Kategorie-Archiv: Rechtsform

Die LeNa-Genossenschaft/WEG

Anfangs wollte die Lüneburger Wohnungsbau-Gesellschaft (LüWoBau) für unser Projekt Mietwohnungen bauen. An einigen bereits geplanten Standorten konnte das Projekt nicht verwirklicht werden und die Mieten, die bei einem Neubau erzielt werden sollten, konnte und wollte die Gruppe nicht zahlen.

Nach intensiven Diskussionen, welche Rechtsform für unsere Gruppe die beste ist, haben wir uns für das Genossenschaftsmodell entschieden:

  • Die traditionellen Prinzipien Demokratie, Selbsthilfe, Selbstbestimmung und Solidargemeinschaft fanden wir gut.
  • Auch zu unseren Zielen passte sie, denn wir strebten ja von Anfang an eine „Lebendige Nachbarschaft“, „soziale Mischung“ „Selbstbestimmung“, „Selbstverwaltung“ „Haftungsbeschränkung“ und ein „hohes Maß an Rechtssicherheit“ an.
  • Wir wollten Spekulation ausschließen.

Das von uns gewünschte reine Genossenschaftsmodell konnten wir nicht verwirklichen.
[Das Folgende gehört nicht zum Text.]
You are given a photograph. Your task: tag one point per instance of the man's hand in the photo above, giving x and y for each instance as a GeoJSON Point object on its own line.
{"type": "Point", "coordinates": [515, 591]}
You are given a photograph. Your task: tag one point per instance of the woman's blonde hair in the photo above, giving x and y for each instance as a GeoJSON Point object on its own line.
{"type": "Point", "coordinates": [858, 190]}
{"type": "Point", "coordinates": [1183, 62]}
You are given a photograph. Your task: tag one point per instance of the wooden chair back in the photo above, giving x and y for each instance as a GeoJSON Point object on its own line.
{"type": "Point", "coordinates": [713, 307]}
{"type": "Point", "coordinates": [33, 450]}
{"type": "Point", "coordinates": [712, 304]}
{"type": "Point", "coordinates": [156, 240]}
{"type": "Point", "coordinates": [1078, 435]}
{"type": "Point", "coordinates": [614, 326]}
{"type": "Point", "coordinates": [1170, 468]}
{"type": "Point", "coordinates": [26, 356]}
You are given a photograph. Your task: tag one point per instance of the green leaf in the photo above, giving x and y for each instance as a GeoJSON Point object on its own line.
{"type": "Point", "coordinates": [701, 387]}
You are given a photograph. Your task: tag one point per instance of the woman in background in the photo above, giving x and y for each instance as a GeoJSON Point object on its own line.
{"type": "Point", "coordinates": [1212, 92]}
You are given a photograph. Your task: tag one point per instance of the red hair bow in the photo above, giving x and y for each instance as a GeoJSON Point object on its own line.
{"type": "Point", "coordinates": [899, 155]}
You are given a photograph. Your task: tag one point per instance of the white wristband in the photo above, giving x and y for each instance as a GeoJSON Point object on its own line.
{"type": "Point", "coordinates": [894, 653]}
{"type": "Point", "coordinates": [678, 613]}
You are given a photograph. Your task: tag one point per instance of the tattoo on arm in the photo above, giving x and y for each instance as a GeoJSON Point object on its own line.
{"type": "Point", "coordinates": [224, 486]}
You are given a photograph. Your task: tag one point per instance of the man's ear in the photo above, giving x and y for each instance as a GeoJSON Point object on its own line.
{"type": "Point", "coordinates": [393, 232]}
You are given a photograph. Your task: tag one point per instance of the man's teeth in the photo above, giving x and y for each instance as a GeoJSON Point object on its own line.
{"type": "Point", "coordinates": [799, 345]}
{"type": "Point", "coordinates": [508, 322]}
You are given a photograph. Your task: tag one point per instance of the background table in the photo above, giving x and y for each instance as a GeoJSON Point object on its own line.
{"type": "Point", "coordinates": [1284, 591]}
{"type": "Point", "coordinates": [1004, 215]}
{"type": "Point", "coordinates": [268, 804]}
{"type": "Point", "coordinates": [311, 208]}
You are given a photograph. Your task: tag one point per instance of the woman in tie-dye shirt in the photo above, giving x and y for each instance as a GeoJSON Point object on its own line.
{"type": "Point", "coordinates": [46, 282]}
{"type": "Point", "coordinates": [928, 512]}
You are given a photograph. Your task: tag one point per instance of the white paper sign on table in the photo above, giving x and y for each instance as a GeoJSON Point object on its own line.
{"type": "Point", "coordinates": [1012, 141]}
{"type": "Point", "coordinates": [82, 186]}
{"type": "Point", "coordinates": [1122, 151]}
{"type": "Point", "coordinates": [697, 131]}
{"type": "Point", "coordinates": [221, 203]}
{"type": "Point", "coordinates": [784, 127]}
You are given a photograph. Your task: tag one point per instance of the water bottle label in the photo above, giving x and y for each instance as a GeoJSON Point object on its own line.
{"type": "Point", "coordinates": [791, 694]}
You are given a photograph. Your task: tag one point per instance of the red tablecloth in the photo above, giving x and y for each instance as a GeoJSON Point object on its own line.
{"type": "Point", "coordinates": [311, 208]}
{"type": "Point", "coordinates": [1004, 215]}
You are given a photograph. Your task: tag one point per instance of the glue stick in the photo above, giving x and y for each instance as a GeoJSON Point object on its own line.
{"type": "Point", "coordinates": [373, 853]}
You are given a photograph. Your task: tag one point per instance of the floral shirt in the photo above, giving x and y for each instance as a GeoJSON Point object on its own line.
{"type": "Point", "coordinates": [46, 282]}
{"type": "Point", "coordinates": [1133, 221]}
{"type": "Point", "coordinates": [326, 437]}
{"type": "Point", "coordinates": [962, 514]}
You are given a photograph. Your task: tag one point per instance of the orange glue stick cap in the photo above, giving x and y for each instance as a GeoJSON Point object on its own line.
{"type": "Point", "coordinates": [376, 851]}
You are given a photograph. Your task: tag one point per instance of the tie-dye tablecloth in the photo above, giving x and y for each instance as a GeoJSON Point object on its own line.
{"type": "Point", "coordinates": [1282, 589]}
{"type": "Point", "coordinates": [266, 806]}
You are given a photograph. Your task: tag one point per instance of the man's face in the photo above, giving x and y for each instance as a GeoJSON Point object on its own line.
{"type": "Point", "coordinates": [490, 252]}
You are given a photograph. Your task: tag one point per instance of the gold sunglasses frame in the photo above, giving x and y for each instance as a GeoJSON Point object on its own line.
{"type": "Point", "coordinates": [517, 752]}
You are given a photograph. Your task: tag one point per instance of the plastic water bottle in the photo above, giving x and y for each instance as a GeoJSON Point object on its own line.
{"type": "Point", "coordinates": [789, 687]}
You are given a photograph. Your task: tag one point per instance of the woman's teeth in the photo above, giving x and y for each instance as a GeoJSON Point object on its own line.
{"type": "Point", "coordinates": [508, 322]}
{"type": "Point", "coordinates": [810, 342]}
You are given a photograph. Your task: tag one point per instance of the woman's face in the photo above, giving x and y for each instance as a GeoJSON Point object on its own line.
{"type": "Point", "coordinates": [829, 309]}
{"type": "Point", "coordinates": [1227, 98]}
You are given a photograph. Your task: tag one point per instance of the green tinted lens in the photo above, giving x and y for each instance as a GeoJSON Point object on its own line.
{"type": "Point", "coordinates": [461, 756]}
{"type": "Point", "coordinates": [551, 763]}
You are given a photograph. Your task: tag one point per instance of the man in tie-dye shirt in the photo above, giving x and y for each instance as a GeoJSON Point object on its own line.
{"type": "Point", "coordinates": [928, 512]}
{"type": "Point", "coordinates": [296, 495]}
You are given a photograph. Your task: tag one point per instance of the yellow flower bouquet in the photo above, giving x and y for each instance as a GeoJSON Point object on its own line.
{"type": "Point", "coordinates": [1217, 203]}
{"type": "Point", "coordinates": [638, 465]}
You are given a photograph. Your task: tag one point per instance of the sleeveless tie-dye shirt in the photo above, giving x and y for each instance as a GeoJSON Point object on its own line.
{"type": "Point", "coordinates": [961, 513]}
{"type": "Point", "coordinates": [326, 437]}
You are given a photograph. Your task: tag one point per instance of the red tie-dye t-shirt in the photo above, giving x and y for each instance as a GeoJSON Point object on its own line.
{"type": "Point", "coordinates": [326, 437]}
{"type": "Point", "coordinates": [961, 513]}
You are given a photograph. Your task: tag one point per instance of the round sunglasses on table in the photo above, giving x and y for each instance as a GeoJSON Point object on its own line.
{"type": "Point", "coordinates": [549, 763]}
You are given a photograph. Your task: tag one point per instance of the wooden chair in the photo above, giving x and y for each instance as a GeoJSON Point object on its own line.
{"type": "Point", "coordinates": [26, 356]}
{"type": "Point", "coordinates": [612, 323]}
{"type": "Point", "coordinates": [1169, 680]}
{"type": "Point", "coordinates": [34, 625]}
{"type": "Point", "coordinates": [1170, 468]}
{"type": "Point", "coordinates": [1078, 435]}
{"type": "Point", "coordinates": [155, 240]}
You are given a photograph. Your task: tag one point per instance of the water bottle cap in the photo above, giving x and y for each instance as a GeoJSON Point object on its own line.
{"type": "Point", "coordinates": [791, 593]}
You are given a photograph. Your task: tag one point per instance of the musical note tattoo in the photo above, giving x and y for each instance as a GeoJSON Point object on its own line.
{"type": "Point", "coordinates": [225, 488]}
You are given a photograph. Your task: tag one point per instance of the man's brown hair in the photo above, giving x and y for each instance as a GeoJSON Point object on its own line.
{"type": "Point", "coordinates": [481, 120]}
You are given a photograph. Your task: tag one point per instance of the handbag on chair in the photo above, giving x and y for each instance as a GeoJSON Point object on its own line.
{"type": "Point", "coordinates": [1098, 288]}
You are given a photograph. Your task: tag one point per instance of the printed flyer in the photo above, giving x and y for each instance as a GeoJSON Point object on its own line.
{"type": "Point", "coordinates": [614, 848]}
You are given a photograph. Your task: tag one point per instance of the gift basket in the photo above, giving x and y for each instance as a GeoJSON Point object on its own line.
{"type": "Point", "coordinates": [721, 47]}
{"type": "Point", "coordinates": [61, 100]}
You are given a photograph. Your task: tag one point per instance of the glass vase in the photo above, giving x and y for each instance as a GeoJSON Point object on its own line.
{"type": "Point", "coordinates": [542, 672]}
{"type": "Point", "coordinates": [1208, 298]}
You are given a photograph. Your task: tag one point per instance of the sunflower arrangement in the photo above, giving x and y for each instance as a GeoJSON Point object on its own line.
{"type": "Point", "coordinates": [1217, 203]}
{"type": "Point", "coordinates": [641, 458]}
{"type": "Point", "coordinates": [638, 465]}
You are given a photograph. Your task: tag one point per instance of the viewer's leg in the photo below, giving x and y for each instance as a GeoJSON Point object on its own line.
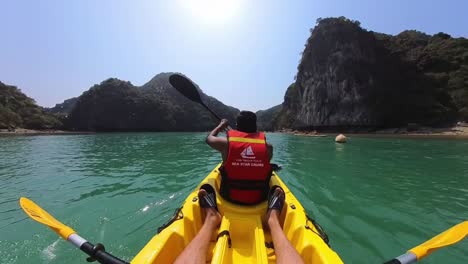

Den Banken war das Risiko mit einer jungen Genossenschaft ohne großes Kapital zu groß und eine Förderung des Landes Niedersachsen gab es nicht. Im Laufe der Entwicklung konnten sich einige auch Eigentumswohnungen vorstellen, besonders im Hinblick auf Altersvorsorge.

Die Lösung für unsere Probleme mit dem reinen Genossenschaftsmodell war ein „Mischmodell“. 2012 haben wir eine Genossenschaft gegründet und mit dieser das Grundstück von der Lüneburger Wohnungsbaugesellschaft gekauft. Die Wohnungen wurden dann im Eigentum auf der Grundlage eines Erbbaurechts gebaut. So bleibt Grund und Boden in der Hand der Genossenschaft.